Pour accompagner le développement du chantier, Marée haute embauche, mais a du mal à trouver des techniciens. Comment expliquez-vous ces difficultés ?

En effet, alors que l’entreprise est en forme, le bémol, c’est la difficulté à trouver du personnel. Actuellement, on compte 32 salariés, sans compter notre support administratif du groupe BFR. Et on recherche huit personnes : cinq en composite, un mécanicien pour les services, et un ou deux accastilleurs finisseurs pour les bateaux neufs.
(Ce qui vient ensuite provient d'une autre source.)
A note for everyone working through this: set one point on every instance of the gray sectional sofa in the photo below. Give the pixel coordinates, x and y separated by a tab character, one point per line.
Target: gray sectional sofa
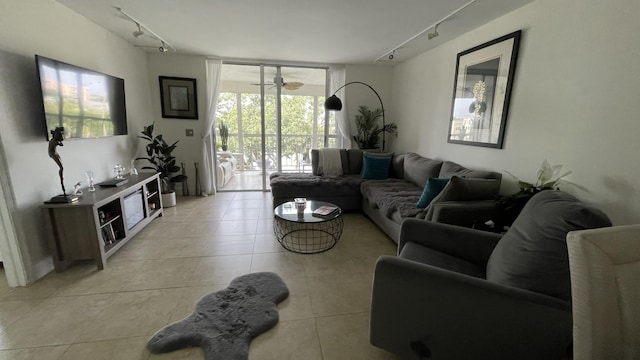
467	197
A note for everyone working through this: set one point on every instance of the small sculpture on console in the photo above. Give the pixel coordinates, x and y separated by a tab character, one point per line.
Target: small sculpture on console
57	135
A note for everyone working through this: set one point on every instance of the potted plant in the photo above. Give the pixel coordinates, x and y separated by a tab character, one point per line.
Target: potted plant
368	128
223	129
159	155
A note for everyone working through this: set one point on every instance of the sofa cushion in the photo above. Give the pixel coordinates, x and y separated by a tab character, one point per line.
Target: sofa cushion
533	254
463	189
376	167
312	186
354	157
316	165
432	188
449	169
393	196
418	169
469	189
397	166
424	255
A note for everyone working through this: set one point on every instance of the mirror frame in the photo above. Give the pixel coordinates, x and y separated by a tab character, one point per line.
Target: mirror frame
476	130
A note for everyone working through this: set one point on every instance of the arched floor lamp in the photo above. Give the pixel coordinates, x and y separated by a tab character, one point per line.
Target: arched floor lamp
334	103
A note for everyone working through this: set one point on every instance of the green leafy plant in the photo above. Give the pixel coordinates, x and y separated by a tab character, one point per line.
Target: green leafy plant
548	177
223	130
368	128
159	155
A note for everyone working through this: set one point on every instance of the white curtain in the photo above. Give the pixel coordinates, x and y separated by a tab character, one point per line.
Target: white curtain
338	77
207	171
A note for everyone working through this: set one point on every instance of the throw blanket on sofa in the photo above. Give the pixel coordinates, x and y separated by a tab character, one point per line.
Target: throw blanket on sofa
331	162
394	195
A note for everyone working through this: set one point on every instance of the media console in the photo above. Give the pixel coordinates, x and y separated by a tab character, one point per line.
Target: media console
101	222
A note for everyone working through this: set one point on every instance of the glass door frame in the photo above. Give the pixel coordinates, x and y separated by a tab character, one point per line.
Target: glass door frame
278	111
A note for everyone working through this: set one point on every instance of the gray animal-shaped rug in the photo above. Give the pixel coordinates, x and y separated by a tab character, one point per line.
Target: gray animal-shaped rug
224	322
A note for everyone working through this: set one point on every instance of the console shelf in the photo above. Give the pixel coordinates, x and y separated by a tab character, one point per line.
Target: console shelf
101	222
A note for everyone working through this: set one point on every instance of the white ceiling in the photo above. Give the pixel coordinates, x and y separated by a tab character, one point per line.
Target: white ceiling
330	31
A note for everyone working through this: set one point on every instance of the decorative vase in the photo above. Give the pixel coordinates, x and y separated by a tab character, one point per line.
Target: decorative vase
169	199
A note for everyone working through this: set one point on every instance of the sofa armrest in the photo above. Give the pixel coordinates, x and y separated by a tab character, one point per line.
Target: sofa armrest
469	244
417	307
464	213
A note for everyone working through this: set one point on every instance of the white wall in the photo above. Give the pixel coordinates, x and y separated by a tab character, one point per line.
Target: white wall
189	148
574	100
379	78
47	28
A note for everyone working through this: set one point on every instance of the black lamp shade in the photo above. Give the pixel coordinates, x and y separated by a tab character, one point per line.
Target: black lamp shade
333	103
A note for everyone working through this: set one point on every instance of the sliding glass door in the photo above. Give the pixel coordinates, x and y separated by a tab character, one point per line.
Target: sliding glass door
275	115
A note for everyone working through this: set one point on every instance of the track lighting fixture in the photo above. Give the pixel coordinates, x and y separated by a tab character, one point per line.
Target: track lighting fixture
434	33
143	30
390	54
138	32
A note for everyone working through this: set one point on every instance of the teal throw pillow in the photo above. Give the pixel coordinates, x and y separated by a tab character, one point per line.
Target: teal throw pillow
376	168
432	188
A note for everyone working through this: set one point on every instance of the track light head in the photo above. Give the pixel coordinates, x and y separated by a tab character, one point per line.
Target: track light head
138	32
434	33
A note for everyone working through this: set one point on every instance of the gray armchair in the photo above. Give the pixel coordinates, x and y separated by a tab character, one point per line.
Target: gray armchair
459	293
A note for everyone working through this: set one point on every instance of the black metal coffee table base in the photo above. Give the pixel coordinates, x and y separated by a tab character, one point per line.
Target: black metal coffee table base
306	233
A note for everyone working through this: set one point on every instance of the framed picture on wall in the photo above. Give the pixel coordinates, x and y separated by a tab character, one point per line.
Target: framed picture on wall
178	98
483	82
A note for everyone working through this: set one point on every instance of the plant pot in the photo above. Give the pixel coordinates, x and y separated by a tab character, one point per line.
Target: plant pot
168	199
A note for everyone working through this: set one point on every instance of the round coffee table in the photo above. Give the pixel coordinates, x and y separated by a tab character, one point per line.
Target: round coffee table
307	233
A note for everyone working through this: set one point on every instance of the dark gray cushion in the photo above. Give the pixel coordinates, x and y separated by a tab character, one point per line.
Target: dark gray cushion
397	166
316	166
533	254
422	254
465	189
449	169
418	169
355	162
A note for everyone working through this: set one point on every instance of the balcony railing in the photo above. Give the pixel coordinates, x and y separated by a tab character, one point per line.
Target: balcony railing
296	151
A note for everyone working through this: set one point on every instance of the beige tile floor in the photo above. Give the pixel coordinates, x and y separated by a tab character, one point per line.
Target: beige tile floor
195	249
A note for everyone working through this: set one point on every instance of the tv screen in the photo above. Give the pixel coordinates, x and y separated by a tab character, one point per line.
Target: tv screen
87	103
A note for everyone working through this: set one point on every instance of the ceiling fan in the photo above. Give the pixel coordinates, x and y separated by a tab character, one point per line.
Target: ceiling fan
293	85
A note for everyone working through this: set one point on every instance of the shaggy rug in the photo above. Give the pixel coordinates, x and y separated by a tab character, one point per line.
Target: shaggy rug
224	322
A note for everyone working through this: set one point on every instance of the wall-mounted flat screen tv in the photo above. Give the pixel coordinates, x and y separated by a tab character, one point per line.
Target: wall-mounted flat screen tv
87	103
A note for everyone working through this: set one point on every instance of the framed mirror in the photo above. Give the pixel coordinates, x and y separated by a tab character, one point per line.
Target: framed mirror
483	82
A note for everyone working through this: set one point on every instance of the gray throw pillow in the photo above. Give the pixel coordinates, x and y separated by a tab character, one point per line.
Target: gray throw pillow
533	253
418	169
449	169
466	189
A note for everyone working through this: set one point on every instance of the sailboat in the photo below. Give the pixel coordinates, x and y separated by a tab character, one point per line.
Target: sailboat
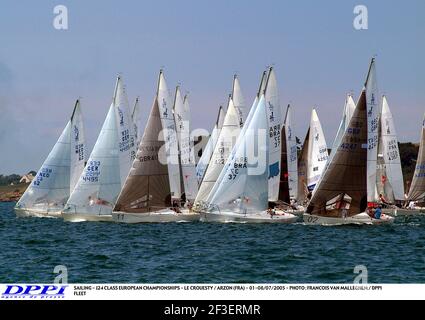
274	118
152	190
347	188
107	168
201	166
242	194
416	196
232	124
135	117
312	161
349	108
389	178
288	189
186	146
48	192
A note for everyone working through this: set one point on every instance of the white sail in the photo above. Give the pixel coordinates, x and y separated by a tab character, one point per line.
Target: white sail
244	188
417	188
78	146
50	188
135	116
392	174
239	101
169	136
260	92
107	168
100	183
274	116
240	140
203	162
349	107
292	155
223	148
372	99
187	156
317	152
125	127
C’est incompréhensible. Il y a une vraie crise du recrutement. Une difficulté liée au fait que les confrères recrutent, eux aussi. On a contacté les écoles. Mais le marché de l’emploi pour les techniciens est tendu.

Votre activité s’est fortement diversifiée ces derniers temps...

C’est vrai qu’on est en plein développement. On avait déjà connu ça, il y a deux ans. Il y a encore quelques années, on était essentiellement sur le neuf, avec nos Django. Récemment, nous avons énormément développé les services, notamment avec le rachat, en avril, de Belon Marine loisirs, à Moëlan, que ce soit pour l’entretien, l’hivernage et la motorisation, en plaisance. À Belon Marine loisirs, on est d’ailleurs passé d’un à cinq salariés. Depuis un an, sur le site du Minaouët, on a par ailleurs monté une équipe de quatre personnes dédiée à la modification et au « refit » de bateaux de pêche professionnels. On a en permanence un bateau de pêche en chantier. On reçoit des bateaux de toute la côte, du Conquet à Lorient, dans la limite de 16 m et de 70 tonnes.

Malgré la Covid, on aura un chiffre d’affaires en hausse à la fin de l’année. On pense même atteindre les 4 M€ en 2021.

Comment avez-vous traversé la tourmente de la crise sanitaire et de ses conséquences ?

Sur l’activité, nous avons été peu touchés, avec un peu de télétravail et 10 % de chômage partiel, sur un mois. Le marché du neuf, en plaisance, a fortement chuté, mais il redémarre. En revanche, les services ont explosé, et malgré la Covid, on aura un chiffre d’affaires en hausse à la fin de l’année. On pense même atteindre les 4 M€ en 2021.

L’annulation du salon Grand Pavois, de La Rochelle, c’est un coup dur pour les entreprises du secteur ?
Oui, c’est une vitrine importante, ce salon à flots. Alors pour compenser, on a décidé de monter un salon, à Concarneau, en partenariat avec CN Diffusion.

Comment se déroulera ce salon ?

On va commencer à l’installer ce week-end, au niveau du quai Carnot, mais il sera ouvert au public du 23 septembre au 3 octobre . Nous présenterons la gamme des Django, ainsi que des produits dont nous sommes distributeurs (moteurs, semi-rigides…).

Avec des nouveautés ?

Il y aura en effet le lancement officiel du Django 12.70, le 30 septembre. À l’origine, nous avions conçu deux prototypes, mais là, c’est le lancement de la série. Nous avons d’ores et déjà deux commandes, et le premier partira aux États-Unis. Nous présenterons également le Django 9.80, dans sa version trois cabines, dédié à l’origine aux écoles de voile et à la location. Et puis il y aura le Django 8S, dédié à la course au large, et qui vient d’être validé pour participer aux courses transatlantiques. Il concourt même pour devenir support des épreuves de course au large aux Jeux Olympiques, et fait partie des cinq derniers bateaux en lice. Mais pour aller au bout, il nous faudrait un partenariat pour la logistique.